The unusual calm which reigns in Sour seems rather surrealistic after having spent a bit of time in the chaos of Beirut, but appeased I get out of the bus and enjoy a gentle breeze on the seafront. Walking towards my flat I notice dark banners hanging from balconies, trees have been wrapped in black cloths. Most of the folks I cross are also dressed in black and the cars too have been decorated with flags which have the same motives as the banderoles on the balconies. We have just entered the first month of the Islamic calendar, during the first 10 days the Shias who mostly populate the south of the country will celebrate the Mourning of Muharram. Also referred to as the remembrance of Muharram these days mark the anniversary of the Karbala battle in which Imam Hussein ibn Ali, the grandson of the Islamic prophet Muhammad was defeated by Umayyad caliph Yazid I. Shias consider Imam Hussein to be the rightful successor to Muhammad. On the tenth day, known as Ashura they will celebrate the killing of Hussein, his family and his partisans. During this period, Shias will celebrate in congregation halls called Hussainas.
Following the sounds of singing prayers, the next day, I search for the ceremony’s hoping to convince the mourners to let me photograph their celebrations. After a 5 minute walk by the seafront, a man dressed in black with a radio and a logo of political group Amal printed on his jacket, block’s my way and the next thing I know is that I’m asked to justify my presence in the area and that my bag is being thoroughly searched. The reason of my search is that the elongated shaped bag of my tripod has the unfortunate tendency to be confused with the one of a rifle. Usually that resemblance was a good way to laugh with strangers or at least to arouse curiosity leading often to a portrait. However, community tensions and the overspill of the syrian crisis this year have put the celebrations under active surveillance by their organizers. Hezbollah Secretary General Hassan Nasrallah during a speech given on the first day has asked his supporters to cooperate with the army in order to help prevent incidents. Satisfied by the explanations given to him and amused by the respects paid in my basic arabic, the guard let’s me pass through and I enter the secured area where cars are being evacuated and final preparations are being made. The person in charge seems quite pleased to let me photograph the celebrations and for the following days he will make a point into giving me warm welcome.
Songs start blasting out of the speakers at 3pm, slowly people arrive and gather in front of the Husseina. My camera is set, I have my finger on the cable ready to release the shutter, in a few minutes women are going to arrive from the opposite neighborhood, they will cross the roman ruins and arrive gradually to the Husseina.
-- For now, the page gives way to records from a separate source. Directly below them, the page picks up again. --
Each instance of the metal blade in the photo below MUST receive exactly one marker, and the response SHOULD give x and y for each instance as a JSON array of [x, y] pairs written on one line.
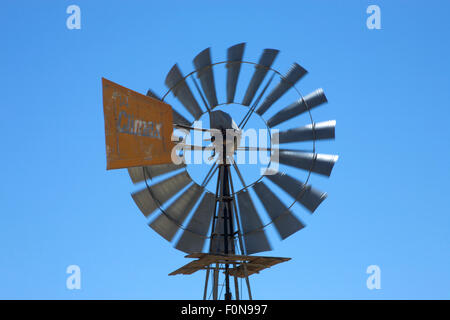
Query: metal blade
[[168, 222], [285, 222], [308, 196], [202, 63], [318, 163], [316, 131], [265, 62], [180, 89], [217, 244], [192, 240], [148, 201], [255, 239], [137, 174], [295, 73], [234, 56], [177, 118], [308, 102]]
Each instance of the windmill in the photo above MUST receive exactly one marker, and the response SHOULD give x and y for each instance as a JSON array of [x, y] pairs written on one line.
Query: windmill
[[222, 227]]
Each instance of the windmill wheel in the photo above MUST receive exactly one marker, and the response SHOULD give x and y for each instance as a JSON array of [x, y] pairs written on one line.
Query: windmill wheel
[[180, 201]]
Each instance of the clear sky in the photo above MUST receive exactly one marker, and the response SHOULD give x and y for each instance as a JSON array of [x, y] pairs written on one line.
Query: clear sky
[[388, 89]]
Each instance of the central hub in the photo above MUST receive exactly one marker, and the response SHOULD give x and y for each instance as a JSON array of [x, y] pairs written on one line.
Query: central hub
[[241, 144]]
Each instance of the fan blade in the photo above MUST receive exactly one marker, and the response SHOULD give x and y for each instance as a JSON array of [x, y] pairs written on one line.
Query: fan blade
[[265, 62], [137, 174], [308, 196], [217, 243], [168, 222], [161, 192], [254, 236], [295, 73], [193, 239], [234, 56], [318, 163], [202, 63], [316, 131], [177, 118], [180, 89], [312, 100], [285, 222]]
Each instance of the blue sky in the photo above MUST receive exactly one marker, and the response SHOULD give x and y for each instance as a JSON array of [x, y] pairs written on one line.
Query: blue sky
[[388, 90]]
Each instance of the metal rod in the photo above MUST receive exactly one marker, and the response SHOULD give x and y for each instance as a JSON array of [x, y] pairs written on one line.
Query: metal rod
[[241, 245], [205, 291]]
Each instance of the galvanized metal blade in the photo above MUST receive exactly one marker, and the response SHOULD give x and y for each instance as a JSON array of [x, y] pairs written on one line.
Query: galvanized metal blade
[[317, 163], [312, 100], [202, 63], [193, 238], [285, 222], [295, 73], [149, 200], [217, 243], [316, 131], [139, 174], [265, 62], [181, 90], [255, 239], [168, 222], [234, 57], [308, 196]]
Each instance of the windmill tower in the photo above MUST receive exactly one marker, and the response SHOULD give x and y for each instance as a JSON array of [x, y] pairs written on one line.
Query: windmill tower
[[221, 227]]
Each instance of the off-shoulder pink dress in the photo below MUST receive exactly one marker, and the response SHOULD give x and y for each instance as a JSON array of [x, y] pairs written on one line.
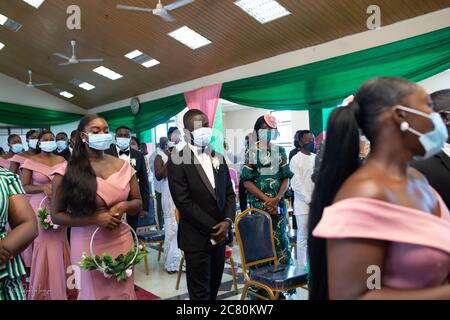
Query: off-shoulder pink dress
[[51, 252], [418, 254], [93, 284]]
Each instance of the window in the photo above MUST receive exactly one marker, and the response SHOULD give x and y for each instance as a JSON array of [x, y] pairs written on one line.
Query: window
[[285, 128]]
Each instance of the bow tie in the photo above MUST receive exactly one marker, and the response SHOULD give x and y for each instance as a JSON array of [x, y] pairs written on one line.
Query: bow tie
[[121, 152]]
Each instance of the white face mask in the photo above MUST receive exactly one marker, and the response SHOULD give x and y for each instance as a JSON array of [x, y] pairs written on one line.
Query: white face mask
[[433, 141], [202, 136]]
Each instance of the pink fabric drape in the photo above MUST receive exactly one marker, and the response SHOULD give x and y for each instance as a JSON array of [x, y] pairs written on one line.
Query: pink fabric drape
[[205, 99]]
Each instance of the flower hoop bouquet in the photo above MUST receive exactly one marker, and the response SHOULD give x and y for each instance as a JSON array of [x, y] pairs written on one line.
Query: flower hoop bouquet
[[120, 267], [45, 217]]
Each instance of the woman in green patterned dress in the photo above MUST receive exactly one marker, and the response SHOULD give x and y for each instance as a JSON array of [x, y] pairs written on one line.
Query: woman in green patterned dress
[[266, 176], [15, 210]]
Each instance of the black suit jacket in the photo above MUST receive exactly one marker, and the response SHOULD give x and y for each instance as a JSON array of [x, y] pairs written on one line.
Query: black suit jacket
[[437, 171], [201, 206], [141, 174]]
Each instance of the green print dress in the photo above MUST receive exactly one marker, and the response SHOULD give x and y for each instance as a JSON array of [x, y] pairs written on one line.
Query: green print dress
[[10, 274], [267, 169]]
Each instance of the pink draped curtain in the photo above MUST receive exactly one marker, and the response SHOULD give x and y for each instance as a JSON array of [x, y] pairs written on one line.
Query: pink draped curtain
[[205, 99]]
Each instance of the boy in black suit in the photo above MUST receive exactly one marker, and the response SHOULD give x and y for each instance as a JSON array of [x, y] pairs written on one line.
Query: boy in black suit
[[202, 191]]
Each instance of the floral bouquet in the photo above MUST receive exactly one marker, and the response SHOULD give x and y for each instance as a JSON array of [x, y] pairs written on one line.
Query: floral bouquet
[[120, 267], [45, 217]]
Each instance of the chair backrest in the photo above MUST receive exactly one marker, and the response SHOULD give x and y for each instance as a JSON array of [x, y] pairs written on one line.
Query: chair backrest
[[254, 233]]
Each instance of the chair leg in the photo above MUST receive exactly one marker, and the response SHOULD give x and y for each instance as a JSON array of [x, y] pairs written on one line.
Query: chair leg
[[180, 272], [159, 250], [233, 273], [244, 291]]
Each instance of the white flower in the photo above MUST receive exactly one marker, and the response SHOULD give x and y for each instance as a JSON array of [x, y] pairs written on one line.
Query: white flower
[[215, 163], [129, 273]]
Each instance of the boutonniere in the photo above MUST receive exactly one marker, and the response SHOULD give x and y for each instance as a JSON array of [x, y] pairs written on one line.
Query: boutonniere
[[216, 163]]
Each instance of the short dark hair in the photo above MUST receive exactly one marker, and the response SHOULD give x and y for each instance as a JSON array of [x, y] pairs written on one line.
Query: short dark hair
[[124, 127], [12, 136], [441, 100], [190, 114], [29, 133]]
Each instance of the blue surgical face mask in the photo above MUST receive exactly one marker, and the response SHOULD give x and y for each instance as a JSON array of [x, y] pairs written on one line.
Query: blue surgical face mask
[[17, 148], [100, 141], [432, 141], [202, 136], [48, 146], [310, 147], [123, 143], [32, 143], [61, 145]]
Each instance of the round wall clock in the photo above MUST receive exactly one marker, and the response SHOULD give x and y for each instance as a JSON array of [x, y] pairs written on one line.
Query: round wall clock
[[135, 105]]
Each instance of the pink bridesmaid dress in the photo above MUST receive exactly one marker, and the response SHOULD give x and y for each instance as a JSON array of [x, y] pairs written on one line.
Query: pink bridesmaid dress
[[51, 252], [27, 254], [93, 284], [418, 253]]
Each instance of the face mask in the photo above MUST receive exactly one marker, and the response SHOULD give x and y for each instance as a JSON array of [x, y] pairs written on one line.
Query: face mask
[[310, 147], [48, 146], [123, 143], [100, 141], [61, 145], [17, 148], [32, 143], [432, 141], [202, 136]]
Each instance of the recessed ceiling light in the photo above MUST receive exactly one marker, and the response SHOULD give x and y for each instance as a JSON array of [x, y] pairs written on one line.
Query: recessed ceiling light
[[133, 54], [66, 94], [189, 38], [107, 73], [34, 3], [263, 10], [3, 19]]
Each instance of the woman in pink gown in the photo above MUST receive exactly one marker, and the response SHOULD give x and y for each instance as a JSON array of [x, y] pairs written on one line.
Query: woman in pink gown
[[96, 190], [51, 255], [377, 229]]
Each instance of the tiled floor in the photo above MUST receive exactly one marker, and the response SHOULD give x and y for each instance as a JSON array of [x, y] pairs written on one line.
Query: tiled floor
[[162, 284]]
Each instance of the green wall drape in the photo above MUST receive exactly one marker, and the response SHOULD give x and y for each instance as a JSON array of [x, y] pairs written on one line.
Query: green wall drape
[[33, 117], [151, 114]]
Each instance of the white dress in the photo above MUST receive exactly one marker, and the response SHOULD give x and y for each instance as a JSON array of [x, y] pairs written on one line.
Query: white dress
[[172, 253]]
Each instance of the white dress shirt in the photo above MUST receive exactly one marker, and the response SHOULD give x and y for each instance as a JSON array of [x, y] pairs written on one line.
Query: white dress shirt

The music, their black robes and the slowness of their pace gives the scene a solemn atmosphere. In the middle of the room a man is reading prayers while men and women separated, commemorate their prophet.
I pack my equipment and leave the mourners to their grief. For the whole ten days these ceremonies will occur throughout the town leading to the last day : Ashura.
Unfortunately I was arrested and told that for exceptional security reasons it be impossible for me to continue taking pictures without formal authorization.